We saw it all this year – cross-bridge exploits, decentralised application hacks, rug pulls and more. The lack of security has made an already difficult bear market even tougher for many people in the space. You can find major DeFi exploits on crypto hacks, page while we will go over the three biggest DeFi exploits of this year in this article.
Binance Smart Chain exploit
On October 6, hackers hit one of the biggest cross-bridges in the crypto space, BSC Token Hub. They exploited the bridge and made away with $566 million in BNB.
Hackers tricked the smart contracts and conjured tokens out of thin air by using artificial withdrawal proofs. No Binance or BSC chain users lost their funds though, as tokens were generated, not stolen from the liquidity pools.
Despite the large number of tokens stolen, the malicious actors were not so lucky with cashing them out. Binance CEO Changpeng “CZ” Zhao said that BSC chain validators froze the network after the attack and halted token transfers. While validators prevented around 80-90% of tokens from going over to hackers, they still managed to move about $100 million to other chains.
Ronin exploit
Back in March, hackers exploited Ronin, an Axie Infinity sidechain, and stole around $552 million in Ethereum and USDC. The fascinating fact about this exploit is that it was discovered and disclosed only a week later by Axie Infinity developer Sky Mavis – by that time, the value of assets rose to $622 million.

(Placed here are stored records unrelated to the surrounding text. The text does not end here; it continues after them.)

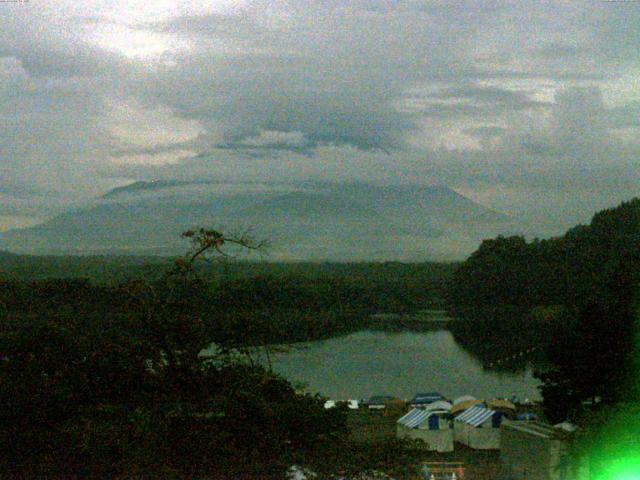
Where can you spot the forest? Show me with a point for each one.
(576, 298)
(102, 373)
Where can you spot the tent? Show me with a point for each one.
(439, 406)
(462, 406)
(479, 428)
(504, 405)
(424, 399)
(431, 427)
(464, 398)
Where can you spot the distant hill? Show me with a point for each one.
(310, 221)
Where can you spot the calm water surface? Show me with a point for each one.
(396, 363)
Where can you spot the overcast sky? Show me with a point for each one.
(529, 107)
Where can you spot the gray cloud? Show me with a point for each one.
(515, 104)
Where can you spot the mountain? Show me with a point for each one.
(311, 221)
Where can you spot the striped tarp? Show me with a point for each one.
(414, 418)
(475, 416)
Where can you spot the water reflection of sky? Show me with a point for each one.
(400, 363)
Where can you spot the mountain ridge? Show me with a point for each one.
(310, 221)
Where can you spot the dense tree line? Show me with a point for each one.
(105, 381)
(585, 288)
(109, 379)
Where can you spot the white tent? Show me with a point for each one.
(432, 427)
(464, 398)
(478, 428)
(439, 406)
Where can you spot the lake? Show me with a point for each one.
(371, 362)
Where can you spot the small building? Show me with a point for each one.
(478, 428)
(431, 427)
(460, 407)
(379, 402)
(533, 451)
(424, 399)
(464, 398)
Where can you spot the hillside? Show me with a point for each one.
(311, 221)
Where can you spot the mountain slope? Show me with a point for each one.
(314, 221)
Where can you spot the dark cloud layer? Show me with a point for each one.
(527, 107)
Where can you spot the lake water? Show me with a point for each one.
(397, 363)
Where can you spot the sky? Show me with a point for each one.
(530, 108)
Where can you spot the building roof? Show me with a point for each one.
(462, 406)
(441, 405)
(475, 416)
(464, 398)
(415, 417)
(426, 398)
(536, 429)
(380, 399)
(498, 404)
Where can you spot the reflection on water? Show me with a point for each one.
(397, 363)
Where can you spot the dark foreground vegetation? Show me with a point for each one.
(577, 298)
(102, 373)
(103, 379)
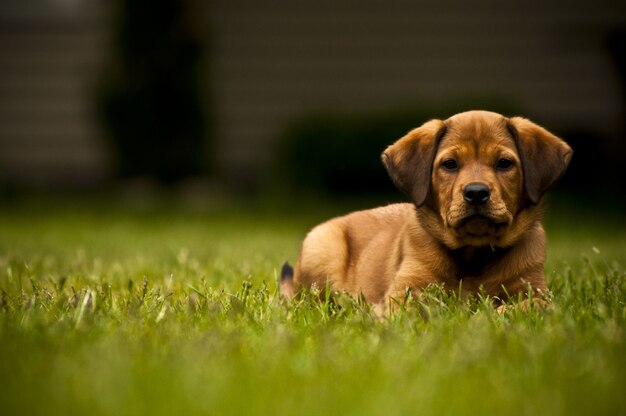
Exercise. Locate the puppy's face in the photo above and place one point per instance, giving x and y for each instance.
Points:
(477, 180)
(477, 176)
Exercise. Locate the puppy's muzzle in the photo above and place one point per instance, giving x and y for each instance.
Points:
(476, 193)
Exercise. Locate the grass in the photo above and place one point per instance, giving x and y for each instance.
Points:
(115, 311)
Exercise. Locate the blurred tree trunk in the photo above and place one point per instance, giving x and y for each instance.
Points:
(151, 96)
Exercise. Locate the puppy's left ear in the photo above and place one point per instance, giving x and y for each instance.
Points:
(409, 160)
(544, 156)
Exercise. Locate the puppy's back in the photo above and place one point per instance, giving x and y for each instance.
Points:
(332, 250)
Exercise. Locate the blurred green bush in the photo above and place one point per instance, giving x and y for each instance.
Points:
(341, 153)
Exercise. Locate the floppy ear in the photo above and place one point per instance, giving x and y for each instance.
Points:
(409, 160)
(544, 156)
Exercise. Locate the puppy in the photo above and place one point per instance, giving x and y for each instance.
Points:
(476, 183)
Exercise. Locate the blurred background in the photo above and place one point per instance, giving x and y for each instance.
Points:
(241, 97)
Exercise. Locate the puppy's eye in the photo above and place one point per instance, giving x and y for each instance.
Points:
(450, 165)
(504, 164)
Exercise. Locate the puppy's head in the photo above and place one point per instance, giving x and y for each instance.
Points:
(477, 177)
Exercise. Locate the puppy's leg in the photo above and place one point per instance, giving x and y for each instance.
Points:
(287, 288)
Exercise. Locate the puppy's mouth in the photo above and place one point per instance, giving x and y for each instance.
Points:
(479, 225)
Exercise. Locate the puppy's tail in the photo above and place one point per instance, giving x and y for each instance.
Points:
(287, 288)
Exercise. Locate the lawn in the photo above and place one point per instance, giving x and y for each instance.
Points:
(174, 310)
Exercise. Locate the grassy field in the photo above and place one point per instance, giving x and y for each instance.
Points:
(125, 311)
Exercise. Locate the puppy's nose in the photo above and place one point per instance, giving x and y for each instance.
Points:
(476, 193)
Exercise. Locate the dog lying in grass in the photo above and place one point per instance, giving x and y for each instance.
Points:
(476, 183)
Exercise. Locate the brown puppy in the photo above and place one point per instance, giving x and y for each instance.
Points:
(476, 181)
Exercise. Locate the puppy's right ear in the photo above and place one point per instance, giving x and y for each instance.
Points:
(409, 161)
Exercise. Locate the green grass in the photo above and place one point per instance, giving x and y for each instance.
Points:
(117, 311)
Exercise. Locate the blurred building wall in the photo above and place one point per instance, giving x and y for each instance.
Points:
(275, 61)
(50, 52)
(278, 60)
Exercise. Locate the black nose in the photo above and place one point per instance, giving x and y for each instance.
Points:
(476, 193)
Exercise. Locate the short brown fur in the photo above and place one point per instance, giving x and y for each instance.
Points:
(497, 247)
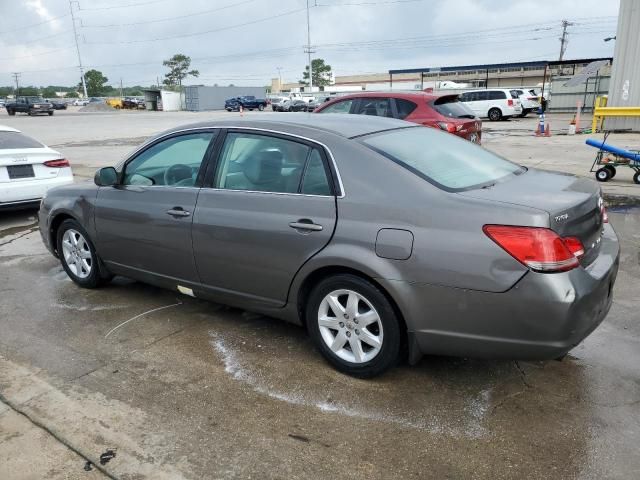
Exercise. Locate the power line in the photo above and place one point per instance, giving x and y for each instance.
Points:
(22, 28)
(129, 5)
(167, 19)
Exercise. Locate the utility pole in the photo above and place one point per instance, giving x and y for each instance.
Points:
(308, 49)
(279, 79)
(75, 37)
(563, 39)
(16, 77)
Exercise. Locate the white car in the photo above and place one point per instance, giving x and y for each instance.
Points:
(492, 103)
(28, 169)
(528, 99)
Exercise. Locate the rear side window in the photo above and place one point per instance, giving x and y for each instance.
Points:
(10, 140)
(452, 108)
(404, 107)
(447, 161)
(496, 95)
(377, 107)
(339, 107)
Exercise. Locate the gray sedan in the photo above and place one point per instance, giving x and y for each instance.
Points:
(384, 239)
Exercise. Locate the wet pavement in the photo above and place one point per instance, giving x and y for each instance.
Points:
(181, 388)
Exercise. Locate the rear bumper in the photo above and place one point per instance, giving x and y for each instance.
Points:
(31, 191)
(542, 317)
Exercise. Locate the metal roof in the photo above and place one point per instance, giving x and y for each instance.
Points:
(490, 66)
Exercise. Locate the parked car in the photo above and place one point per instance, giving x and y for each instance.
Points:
(443, 112)
(298, 106)
(375, 233)
(28, 169)
(528, 100)
(30, 105)
(493, 103)
(58, 104)
(276, 102)
(248, 102)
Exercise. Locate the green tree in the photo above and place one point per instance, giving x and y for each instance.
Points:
(321, 73)
(96, 81)
(178, 70)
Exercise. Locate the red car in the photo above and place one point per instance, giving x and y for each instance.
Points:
(444, 112)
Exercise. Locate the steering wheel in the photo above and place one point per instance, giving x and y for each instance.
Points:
(177, 173)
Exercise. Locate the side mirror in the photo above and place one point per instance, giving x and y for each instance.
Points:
(106, 177)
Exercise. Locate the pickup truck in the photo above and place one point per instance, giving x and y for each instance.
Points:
(29, 105)
(248, 102)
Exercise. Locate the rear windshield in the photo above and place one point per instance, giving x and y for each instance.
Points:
(452, 108)
(10, 140)
(447, 161)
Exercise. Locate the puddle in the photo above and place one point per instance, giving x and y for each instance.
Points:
(284, 380)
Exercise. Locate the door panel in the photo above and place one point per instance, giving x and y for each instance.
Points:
(144, 224)
(271, 210)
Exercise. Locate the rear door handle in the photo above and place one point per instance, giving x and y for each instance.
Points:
(178, 212)
(306, 224)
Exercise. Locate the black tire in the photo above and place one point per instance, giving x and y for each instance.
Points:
(603, 174)
(98, 274)
(612, 170)
(495, 114)
(389, 352)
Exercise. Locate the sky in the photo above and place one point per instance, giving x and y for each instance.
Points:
(249, 42)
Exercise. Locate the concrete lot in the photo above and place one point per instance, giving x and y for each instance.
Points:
(181, 388)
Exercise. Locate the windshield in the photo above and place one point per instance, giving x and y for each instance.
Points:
(451, 107)
(447, 161)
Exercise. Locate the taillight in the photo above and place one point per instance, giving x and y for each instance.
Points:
(62, 162)
(540, 249)
(449, 127)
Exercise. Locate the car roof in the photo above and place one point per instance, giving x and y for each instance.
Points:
(343, 125)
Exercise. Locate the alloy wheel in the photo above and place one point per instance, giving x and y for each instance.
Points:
(350, 326)
(77, 253)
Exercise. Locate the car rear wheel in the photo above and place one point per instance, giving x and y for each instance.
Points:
(354, 325)
(603, 174)
(78, 256)
(495, 114)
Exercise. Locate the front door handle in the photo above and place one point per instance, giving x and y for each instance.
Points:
(178, 212)
(306, 224)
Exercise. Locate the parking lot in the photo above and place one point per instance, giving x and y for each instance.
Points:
(182, 388)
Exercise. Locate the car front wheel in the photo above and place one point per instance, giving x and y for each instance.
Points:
(354, 325)
(78, 256)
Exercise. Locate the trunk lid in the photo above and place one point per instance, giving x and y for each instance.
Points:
(27, 164)
(573, 204)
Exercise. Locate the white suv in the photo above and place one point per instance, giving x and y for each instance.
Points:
(493, 103)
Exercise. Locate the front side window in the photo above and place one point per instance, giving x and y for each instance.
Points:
(447, 161)
(172, 162)
(378, 107)
(339, 107)
(263, 163)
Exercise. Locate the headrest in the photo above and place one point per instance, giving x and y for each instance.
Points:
(264, 167)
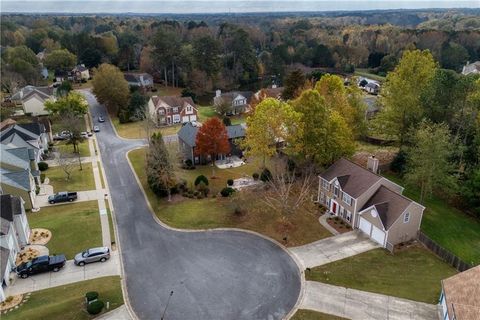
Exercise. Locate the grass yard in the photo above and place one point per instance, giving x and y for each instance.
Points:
(75, 227)
(80, 180)
(304, 314)
(448, 226)
(413, 273)
(67, 301)
(63, 147)
(219, 212)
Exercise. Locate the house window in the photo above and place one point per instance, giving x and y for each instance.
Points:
(347, 199)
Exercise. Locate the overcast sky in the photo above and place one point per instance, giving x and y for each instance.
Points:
(216, 6)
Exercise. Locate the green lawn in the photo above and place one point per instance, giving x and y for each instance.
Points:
(62, 147)
(74, 227)
(80, 180)
(67, 301)
(304, 314)
(412, 273)
(219, 212)
(448, 226)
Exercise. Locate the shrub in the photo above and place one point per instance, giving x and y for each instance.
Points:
(201, 178)
(42, 166)
(91, 295)
(266, 175)
(227, 192)
(95, 307)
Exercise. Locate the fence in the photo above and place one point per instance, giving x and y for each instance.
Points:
(443, 253)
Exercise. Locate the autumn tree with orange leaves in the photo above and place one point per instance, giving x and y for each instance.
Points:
(212, 140)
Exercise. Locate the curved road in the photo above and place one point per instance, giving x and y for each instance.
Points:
(216, 274)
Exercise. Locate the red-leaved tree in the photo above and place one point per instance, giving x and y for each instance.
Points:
(212, 140)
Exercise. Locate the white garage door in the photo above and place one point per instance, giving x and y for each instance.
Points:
(365, 226)
(378, 235)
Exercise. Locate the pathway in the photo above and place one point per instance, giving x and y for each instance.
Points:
(360, 305)
(68, 274)
(333, 248)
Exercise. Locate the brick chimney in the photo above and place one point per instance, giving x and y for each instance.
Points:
(372, 164)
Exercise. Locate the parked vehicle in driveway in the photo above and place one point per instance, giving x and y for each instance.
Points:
(41, 264)
(101, 254)
(63, 196)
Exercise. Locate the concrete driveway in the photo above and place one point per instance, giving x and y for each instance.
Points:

The exploit was simple enough – hackers used social engineering to get backdoor access to signing keys and forged transactions to claim the funds. Hackers also wanted to gain even more from the attack by shorting the market – but they got liquidated as the news broke down only a week later.
Wormhole exploit
Another bridge was exploited back in February 2022 – Wormhole lost around $325 million in assets. When it comes to bridges, users lock tokens on one chain and mint their counterpart on another chain – which brings additional security issues. In the case of Wormhole, hackers targeted Solana’s side of the bridge and spoofed security signatures to mint 120,000 wETH worth around $325 million at a time – out of thin air. After minting the tokens, the hacker swapped them to actual ETH on the Ethereum network, draining Wormhole out of assets.
Due to the incident, all of the bridge operations were halted, with the community worried whether it would be able to recover and continue working. To everyone’s surprise, a few days after the exploit Jump Crypto, a trading and venture capital firm that incubated Wormhole, replenished the stolen 120,000 ETH from its own funds to reopen the bridge operations and sustain it.